Benchmark Runner¶
Overview¶
The benchmark harness compares coding agent performance across multiple targets (superqode, opencode, pi, deepagents) on the same task prompts. Each task in a tasks file is run against every selected target, and results are collected into a JSON report for analysis. The harness does not evaluate output correctness; it delegates pass/fail determination to each target CLI's exit code.
Task File Format¶
Tasks are defined in a JSON file with a tasks array:
{
"tasks": [
{
"id": "task-001",
"prompt": "Implement a fibonacci function in Python",
"cwd": "/tmp/workspace",
"timeout_seconds": 300
}
]
}
Field descriptions:
| Field | Required | Default | Description |
|---|---|---|---|
id | yes | Unique task identifier | |
prompt | yes | Prompt text, passed as the last argument to the target CLI | |
cwd | no | . | Working directory for the task |
timeout_seconds | no | 300 | Per task timeout in seconds |
CLI Usage¶
superqode benchmark run tasks.json
superqode benchmark run tasks.json --target superqode --target opencode
The --target flag is repeatable. When omitted, all built-in targets are used.
Targets¶
Four built-in targets are available:
| Target | CLI Command |
|---|---|
| superqode | superqode -p |
| opencode | opencode run |
| pi | pi -p |
| deepagents | deepagents |
If a target's binary is not found on PATH, that target is reported as "skipped" in the results.
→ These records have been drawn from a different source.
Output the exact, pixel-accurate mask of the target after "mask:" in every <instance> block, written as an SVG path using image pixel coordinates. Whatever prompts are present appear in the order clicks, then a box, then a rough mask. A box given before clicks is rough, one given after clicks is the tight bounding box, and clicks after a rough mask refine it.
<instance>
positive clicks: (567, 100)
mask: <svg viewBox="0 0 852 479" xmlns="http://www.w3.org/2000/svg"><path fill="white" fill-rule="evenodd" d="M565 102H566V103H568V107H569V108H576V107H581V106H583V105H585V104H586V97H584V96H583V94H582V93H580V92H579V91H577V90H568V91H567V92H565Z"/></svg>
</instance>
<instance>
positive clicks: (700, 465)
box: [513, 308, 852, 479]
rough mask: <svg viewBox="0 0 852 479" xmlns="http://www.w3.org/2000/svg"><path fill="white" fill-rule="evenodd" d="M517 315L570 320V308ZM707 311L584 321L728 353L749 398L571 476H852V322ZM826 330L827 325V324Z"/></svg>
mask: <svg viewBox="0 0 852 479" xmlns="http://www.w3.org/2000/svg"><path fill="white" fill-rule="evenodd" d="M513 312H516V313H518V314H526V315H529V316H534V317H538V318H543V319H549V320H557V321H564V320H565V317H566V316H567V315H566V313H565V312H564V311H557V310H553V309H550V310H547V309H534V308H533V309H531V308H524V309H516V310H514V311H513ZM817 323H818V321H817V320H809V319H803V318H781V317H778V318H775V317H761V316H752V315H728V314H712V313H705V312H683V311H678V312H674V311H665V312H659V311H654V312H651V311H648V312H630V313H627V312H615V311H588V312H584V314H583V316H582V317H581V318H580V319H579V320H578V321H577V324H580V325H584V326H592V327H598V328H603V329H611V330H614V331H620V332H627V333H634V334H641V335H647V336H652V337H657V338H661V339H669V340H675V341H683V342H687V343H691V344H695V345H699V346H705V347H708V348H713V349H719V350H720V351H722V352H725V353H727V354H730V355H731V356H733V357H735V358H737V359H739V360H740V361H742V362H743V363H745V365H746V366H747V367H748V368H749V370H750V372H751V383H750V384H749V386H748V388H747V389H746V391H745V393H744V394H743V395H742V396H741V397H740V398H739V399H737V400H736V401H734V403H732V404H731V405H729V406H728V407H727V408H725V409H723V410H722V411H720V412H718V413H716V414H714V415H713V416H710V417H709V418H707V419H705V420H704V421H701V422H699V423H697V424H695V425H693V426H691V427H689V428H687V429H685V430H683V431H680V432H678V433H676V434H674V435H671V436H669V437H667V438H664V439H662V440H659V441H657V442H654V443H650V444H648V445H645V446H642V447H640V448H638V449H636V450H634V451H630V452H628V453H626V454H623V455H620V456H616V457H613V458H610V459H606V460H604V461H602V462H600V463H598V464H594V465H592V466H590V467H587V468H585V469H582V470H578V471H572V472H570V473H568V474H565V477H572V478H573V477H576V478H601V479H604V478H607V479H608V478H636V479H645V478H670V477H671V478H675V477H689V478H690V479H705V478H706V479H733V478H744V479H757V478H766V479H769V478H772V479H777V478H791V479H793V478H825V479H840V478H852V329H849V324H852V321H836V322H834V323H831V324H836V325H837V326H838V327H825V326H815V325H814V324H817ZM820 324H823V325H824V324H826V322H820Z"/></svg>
Only targets present on PATH are executed.
Result Format¶
Results are output as a JSON array. Each entry contains:
| Field | Type | Description |
|---|---|---|
target | string | Name of the target that ran |
task_id | string | ID of the task that was run |
status | string | One of: passed, failed, skipped, timeout |
returncode | int | Exit code of the target CLI (absent on skip/timeout) |
duration_seconds | float | Wall clock time in seconds (absent on skip) |
stdout_chars | int | Character count of stdout (absent on skip/timeout) |
stderr_chars | int | Character count of stderr (absent on skip/timeout) |
Pass/fail status is determined solely by the target CLI's exit code: exit code 0 produces passed, any non-zero exit produces failed. The benchmark harness does not inspect output for correctness.
Writing Custom Tasks¶
Create a JSON file with a tasks array. Each task object must contain at least id and prompt. The prompt is appended as the last argument to the target's CLI command. The target is expected to solve the prompt and exit 0 on success. Use cwd to control where the target process runs and timeout_seconds to prevent runaway agents.